Behind the Scenes: Treasure Trove

A peek inside the National Archives.

Inside the National Archives. Photograph by Ron Blunt.

At the most mundane level, the National Archives is just that–a
storage facility where a small percentage of federal documents and other
materials are sent, for legal or other reasons, to be kept for posterity.
But scratch the surface and it’s a trove of amazing treasures that has
captured even Hollywood’s imagination, as in the hit film National
Treasure
.

Visitors from all over the world flock to the Archives’ main
building to see the Declaration of Independence, the Constitution, and the
Bill of Rights.
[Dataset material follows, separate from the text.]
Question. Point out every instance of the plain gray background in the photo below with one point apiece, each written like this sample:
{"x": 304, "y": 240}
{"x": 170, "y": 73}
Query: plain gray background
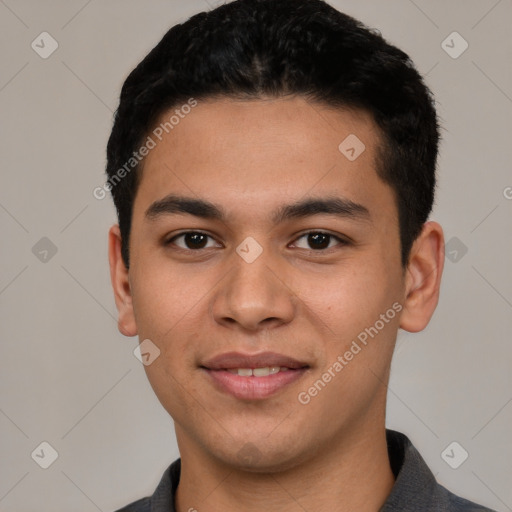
{"x": 70, "y": 379}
Also under lock and key, and not for public view, are
items that were used in the Warren Commission investigation into
John F. Kennedy’s assassination, including the clothing
the President and his wife wore that day.

Behind the scenes in a special lab, experts restore precious
documents and objects to secure their longevity for
generations.

In this photograph, conservators examine 18th- and 19th-century
illustrated family records known as “frakturs.” In the foreground are
conservation technician Daniel Dancis and senior
conservator Morgan Zinsmeister, and behind them is senior
conservator Annie Wilker.

On the table to the right of Dancis and Zinsmeister is the
Treaty of Ghent, which ended the War of 1812; behind that is the Jay
Treaty of 1794, a contract for peace between the US and Great Britain,
also called the Treaty of London.

Beguiling to us, but just another day at the office for the
protectors of the nation’s treasures.

This article appears in the May 2012 issue of The Washingtonian.